Der dritte Tag wird einer der anstrengendsten. Zuerst geht es auf die Munros Cornival (980m) und den Ben More Assynt (998m), von wo es eine atemberaubende Aussicht über die Landschaft geben sollte. Wieder runter von den Bergen, über einen Pfad Richtung Norden zum höchsten Wasserfall Großbritanniens - den Eas a'Chual Aluinn. In dem Umfeld steht auch das Lager von Tag 3.
Tagesdistanz: 21km


21.09. Sonntag
Vom Lager in der Nähe des Eas a'Chual Aluinn geht es weiter in Richtung Westen, bis ich auf die Landstraße A894 treffe. Hier muss ich leider der Straße einige Kilometer folgen, bis ich über den winzigen Ort Unapool nach Kylesku komme. Dort gehts nach einer Pause weiter über die Kylesku Bridge, welche das große Loch Kylesku überspannt.
Weiter über Pfade in Richtung NordOsten, wo ich im Niemandsland vor Loch Stack die nächste Nacht verbringen werde.
Tagesdistanz: 23km


22.09 Montag
Weiter bei Loch Stack über eine Brücke über den River Laxford einen Pfad entlang bis zum Fuße des Arkle. Hier verlasse ich den Pfad und Folge einem kleinen Flüsslein an der Ostseite des LochA'Garbh-Bhaid Mo'R (kein Klingonisch) vorbei. Auf der Westseite befindet sich ein Abfluss von zwei größeren Lochs, bei dem ich nicht weiß ob dieser Durchwatbar ist, daher die Route über die Ostseite. Weiter Nördlich gibt es eine Stelle wo große Steine im Wasser liegen, an der ich einen Fluss überquere und nun auf einem Weg zur Ortschaft Riconich bin.
Von dort muss ich der Straße bis Kinlochbervie folgen - 8 km - wenn möglich per Anhalter.

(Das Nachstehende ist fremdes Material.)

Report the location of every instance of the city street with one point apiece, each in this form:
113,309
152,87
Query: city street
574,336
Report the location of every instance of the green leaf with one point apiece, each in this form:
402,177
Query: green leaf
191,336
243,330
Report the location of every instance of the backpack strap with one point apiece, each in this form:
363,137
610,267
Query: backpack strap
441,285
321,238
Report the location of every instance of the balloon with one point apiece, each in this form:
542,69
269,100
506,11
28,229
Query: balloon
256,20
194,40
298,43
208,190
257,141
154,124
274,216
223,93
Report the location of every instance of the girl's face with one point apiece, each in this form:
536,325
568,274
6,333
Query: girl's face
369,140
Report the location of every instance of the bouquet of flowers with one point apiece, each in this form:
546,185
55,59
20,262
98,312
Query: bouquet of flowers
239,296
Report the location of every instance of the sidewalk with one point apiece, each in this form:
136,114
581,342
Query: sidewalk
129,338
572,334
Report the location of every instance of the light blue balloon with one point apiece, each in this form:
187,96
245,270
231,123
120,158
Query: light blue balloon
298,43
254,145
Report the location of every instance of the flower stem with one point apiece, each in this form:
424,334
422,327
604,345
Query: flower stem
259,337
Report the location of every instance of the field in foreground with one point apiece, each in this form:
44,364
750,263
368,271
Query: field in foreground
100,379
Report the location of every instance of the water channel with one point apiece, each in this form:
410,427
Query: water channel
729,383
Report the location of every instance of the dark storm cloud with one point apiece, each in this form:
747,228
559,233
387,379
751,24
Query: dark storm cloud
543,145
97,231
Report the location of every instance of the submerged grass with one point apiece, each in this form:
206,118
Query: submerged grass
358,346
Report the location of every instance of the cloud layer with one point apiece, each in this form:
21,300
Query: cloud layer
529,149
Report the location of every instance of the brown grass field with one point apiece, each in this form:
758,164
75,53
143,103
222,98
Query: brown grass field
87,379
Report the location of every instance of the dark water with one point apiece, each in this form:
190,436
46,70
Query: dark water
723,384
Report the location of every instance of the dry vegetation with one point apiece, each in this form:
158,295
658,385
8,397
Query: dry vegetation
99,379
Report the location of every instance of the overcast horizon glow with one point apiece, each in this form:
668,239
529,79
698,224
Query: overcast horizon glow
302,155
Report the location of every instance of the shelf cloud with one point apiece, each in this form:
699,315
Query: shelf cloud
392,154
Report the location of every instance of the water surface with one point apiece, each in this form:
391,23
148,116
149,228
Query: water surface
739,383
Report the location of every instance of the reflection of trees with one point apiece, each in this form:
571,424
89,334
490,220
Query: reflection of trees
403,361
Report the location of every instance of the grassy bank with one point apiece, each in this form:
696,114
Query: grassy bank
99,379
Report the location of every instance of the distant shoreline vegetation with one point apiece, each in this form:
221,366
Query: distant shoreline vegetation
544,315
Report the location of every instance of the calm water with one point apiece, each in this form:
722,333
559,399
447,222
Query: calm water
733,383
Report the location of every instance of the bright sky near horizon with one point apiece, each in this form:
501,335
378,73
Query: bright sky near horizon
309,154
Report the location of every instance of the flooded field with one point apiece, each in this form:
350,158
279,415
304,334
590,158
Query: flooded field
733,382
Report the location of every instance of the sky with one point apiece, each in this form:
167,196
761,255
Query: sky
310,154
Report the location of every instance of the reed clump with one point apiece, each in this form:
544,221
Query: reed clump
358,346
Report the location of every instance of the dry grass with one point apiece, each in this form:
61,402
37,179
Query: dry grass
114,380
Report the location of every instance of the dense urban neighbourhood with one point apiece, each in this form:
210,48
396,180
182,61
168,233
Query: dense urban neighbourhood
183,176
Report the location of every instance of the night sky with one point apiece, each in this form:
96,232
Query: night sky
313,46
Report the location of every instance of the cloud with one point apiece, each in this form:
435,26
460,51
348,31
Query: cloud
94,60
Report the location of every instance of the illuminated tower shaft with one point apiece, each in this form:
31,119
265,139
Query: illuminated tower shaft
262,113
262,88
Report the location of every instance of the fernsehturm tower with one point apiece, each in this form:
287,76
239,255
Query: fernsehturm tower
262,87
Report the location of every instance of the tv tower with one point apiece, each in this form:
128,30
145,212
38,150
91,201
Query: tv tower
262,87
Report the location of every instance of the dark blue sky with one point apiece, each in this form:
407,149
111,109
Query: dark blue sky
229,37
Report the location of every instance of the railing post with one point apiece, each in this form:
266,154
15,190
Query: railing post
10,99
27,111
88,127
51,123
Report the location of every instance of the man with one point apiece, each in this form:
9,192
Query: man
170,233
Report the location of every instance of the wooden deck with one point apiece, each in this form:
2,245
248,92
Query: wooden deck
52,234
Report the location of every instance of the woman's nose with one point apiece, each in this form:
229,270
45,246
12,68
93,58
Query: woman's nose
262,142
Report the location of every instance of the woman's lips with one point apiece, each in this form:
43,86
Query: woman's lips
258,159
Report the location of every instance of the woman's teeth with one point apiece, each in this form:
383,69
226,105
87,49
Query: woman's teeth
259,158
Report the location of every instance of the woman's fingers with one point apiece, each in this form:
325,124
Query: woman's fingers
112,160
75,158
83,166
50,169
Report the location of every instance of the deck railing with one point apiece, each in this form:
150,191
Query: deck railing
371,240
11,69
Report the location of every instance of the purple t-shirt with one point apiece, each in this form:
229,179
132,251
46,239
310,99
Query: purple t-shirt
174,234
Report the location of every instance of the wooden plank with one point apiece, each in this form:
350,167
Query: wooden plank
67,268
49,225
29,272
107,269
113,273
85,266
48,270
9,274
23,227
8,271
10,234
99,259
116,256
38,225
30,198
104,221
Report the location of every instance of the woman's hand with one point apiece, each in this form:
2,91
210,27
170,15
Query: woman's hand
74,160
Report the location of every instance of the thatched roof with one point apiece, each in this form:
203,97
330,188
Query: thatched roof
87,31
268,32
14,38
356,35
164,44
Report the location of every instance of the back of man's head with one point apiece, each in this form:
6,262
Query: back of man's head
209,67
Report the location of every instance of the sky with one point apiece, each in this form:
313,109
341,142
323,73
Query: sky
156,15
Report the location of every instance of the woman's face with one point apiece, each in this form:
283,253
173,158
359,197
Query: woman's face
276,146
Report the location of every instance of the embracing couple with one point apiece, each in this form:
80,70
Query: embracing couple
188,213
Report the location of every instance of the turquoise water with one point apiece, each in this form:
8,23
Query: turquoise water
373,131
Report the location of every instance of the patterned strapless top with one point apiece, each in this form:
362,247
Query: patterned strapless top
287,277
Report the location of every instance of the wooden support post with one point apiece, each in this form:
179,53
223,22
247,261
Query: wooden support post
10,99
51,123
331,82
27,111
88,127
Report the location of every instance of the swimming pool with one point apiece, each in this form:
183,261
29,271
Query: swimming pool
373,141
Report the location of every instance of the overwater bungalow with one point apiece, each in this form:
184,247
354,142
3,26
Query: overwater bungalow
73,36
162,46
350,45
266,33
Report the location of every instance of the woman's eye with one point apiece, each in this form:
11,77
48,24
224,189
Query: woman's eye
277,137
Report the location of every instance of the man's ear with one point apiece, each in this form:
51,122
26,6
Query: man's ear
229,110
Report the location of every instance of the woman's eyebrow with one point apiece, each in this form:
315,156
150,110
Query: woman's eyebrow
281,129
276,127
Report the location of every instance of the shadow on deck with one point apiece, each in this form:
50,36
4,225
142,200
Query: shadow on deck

Dort suche ich mir ein gemütliches Bed and Breakfast - ausgiebig Duschen und am nächsten morgen frisch gestärkt weiter.
Tagesdistanz: 24km (16km zu Fuß)

23.09. Dienstag
Frisch gestärkt geht es weiter über den letzten großen Sandstrand - Sandwood Bay. Je nachdem wie gut mir das hier gefällt, werde ich hier etwas pausieren und mich dann auf den Weg zur Bothy "Strath Chailleach" machen, wo ich die Nacht verbringen werde.
Tagesdistanz: 18km


24.09. Mittwoch
Weiter geht es in Richtung Norden, die Steilküsten entlang hoch bis Cape Wrath - dem eigentlich Ziel der Route. Hier am Leuchturm befindet sich der nördlichste Punkt des britischen Festlandes.
Von hier geht es weiter die Nordküste entlang bis zur nächsten Bothy "Kerveiag", welche direkt am Strand liegt.
Tagesdistanz: 17km


25.09. Donnerstag
Der letzt Tag der Tour: Heute steht der Weg nach Durness an. Es geht weiter die Küste entlang, den Kyle of Durness entlang bis zum River Dionard, wo es eine Brücke gibt. Von dort geht es wieder hoch bis Durness, von wo ich per Bus wieder nach Strathpeffer fahre. Dabei werde ich viele Orte die ich durchwandert habe, per Bus passieren.

Dienstag, 19. August 2008

Klimatischer Überblick

Schottland ist stark durch den Golfstrom geprägt und weisst für die Breitanlage ein gemäßigtes, ozeanisches Klima auf. Die dominierende Windrichtung ist Südwest. Bodenreibung und lokale Drucksysteme wirken verändernd auf das Windsystem ein. Die Häufigkeit starker Winde ist durch die Nähe zum atlantisches Ozean bedingt. Diese werden in Schottland "gale" genannt. Tage mit "gales" sind jene Tage an denen bei einer standadisierten Messhöhe von 10m über Bodenniveau über einen Zeitraum von 10 Minuten Windgeschwindigkeinten von ober über 17,2 m/sek gemessen werden können.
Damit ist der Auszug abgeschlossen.